Pfizer Inc and OPKO Health Inc. announced that the FDA has approved Ngenla (somatrogon-ghla), a once-weekly, human growth hormone analog indicated for treatment of pediatric patients aged three years and older who have growth failure due to inadequate secretion of endogenous growth hormone

Ngenla is expected to become available for U.S. prescribing in August 2023.

Growth hormone deficiency (GHD) is a rare disease characterized by the inadequate secretion of the growth hormone somatropin from the pituitary gland, affecting one in approximately 4,000 to 10,000 children. Without treatment, children will have persistent growth attenuation, a very short height in adulthood, and puberty may be delayed. Children living with GHD may also experience challenges in relation to their physical health and mental well-being.

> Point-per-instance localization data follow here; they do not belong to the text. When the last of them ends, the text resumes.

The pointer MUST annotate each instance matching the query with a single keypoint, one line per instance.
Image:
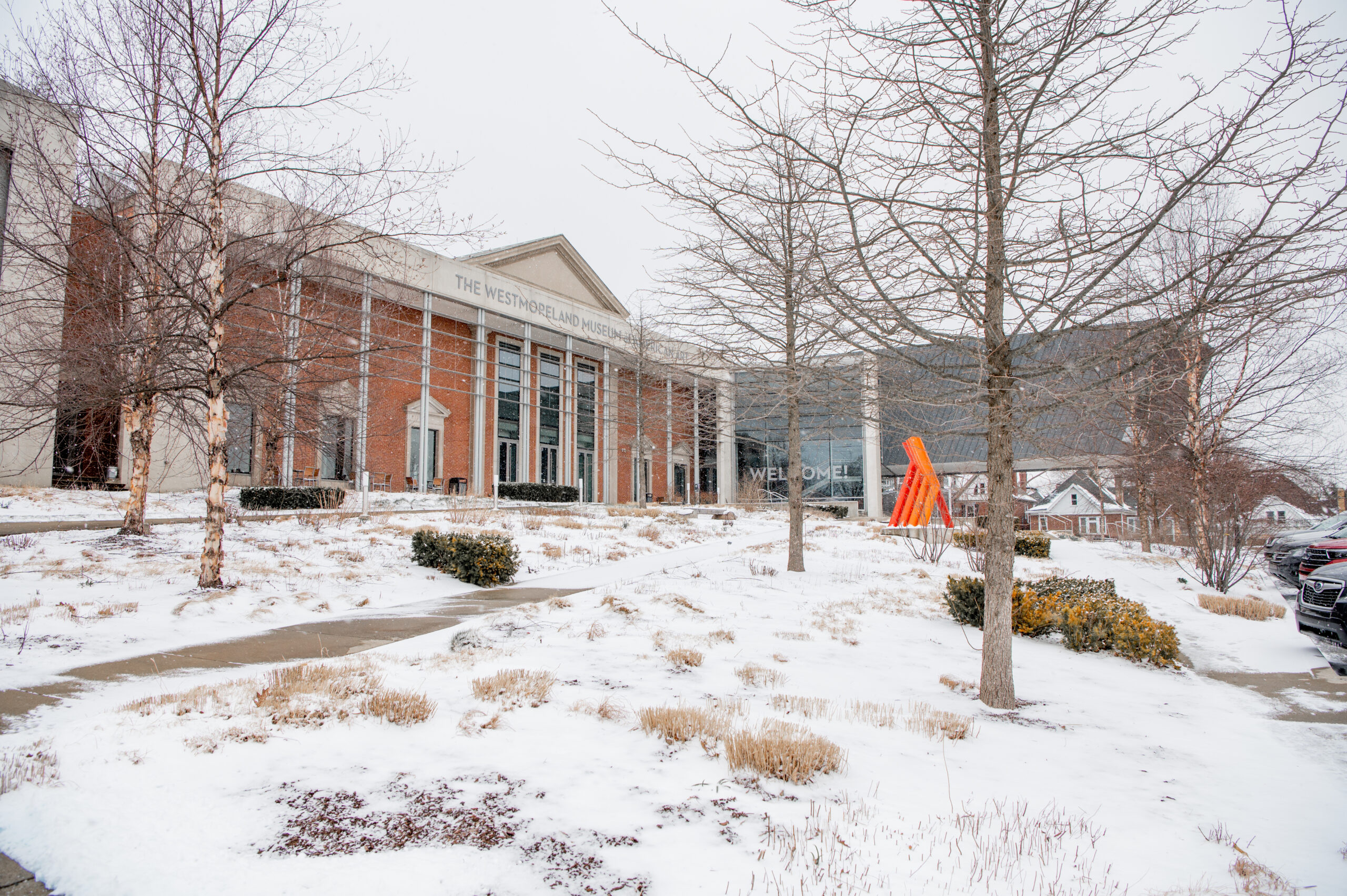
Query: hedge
(268, 498)
(538, 492)
(1036, 545)
(1088, 612)
(479, 560)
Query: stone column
(727, 468)
(477, 438)
(363, 419)
(526, 406)
(609, 457)
(871, 455)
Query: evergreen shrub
(487, 560)
(1088, 612)
(307, 498)
(538, 492)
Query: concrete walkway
(355, 633)
(29, 527)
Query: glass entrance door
(585, 475)
(547, 465)
(507, 461)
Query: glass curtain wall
(585, 406)
(507, 411)
(549, 416)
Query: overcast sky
(519, 89)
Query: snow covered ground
(38, 505)
(1110, 778)
(75, 599)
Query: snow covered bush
(1036, 545)
(538, 492)
(309, 498)
(1089, 615)
(485, 560)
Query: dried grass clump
(469, 726)
(617, 606)
(872, 713)
(806, 707)
(756, 676)
(18, 612)
(634, 511)
(33, 764)
(607, 710)
(1252, 608)
(399, 708)
(685, 658)
(783, 751)
(681, 724)
(938, 724)
(958, 683)
(514, 688)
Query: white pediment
(551, 265)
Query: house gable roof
(1091, 499)
(551, 265)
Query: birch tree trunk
(997, 685)
(217, 417)
(139, 411)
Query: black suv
(1322, 606)
(1285, 551)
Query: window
(338, 445)
(507, 391)
(585, 394)
(414, 457)
(549, 399)
(6, 165)
(239, 440)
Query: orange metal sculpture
(920, 489)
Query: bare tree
(749, 279)
(996, 186)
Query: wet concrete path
(309, 640)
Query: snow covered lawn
(75, 599)
(539, 767)
(21, 505)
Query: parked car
(1323, 554)
(1284, 553)
(1322, 608)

The FDA approval is supported by results from a multi-center, randomized, open-label, active-controlled Phase III study which evaluated the safety and efficacy of Ngenla when administered once-weekly compared to once-daily somatropin. The study met its primary endpoint of Ngenla non-inferiority compared to somatropin, as measured by annual height velocity at 12 months. Ngenla was generally well tolerated in the study and had a safety profile comparable to somatropin.

The approval of Ngenla will be significant for children with growth hormone deficiency in the U.S. It holds potential to reduce the treatment burden that can come with daily growth hormone injections,” said Joel Steelman, M.D., Pediatric Endocrinologist, Cook Children’s Health Care System. “As a new, longer-acting option that has the ability to reduce treatment frequency from daily to weekly, Ngenla could become an important treatment option that can improve adherence for children being treated for growth hormone deficiency.”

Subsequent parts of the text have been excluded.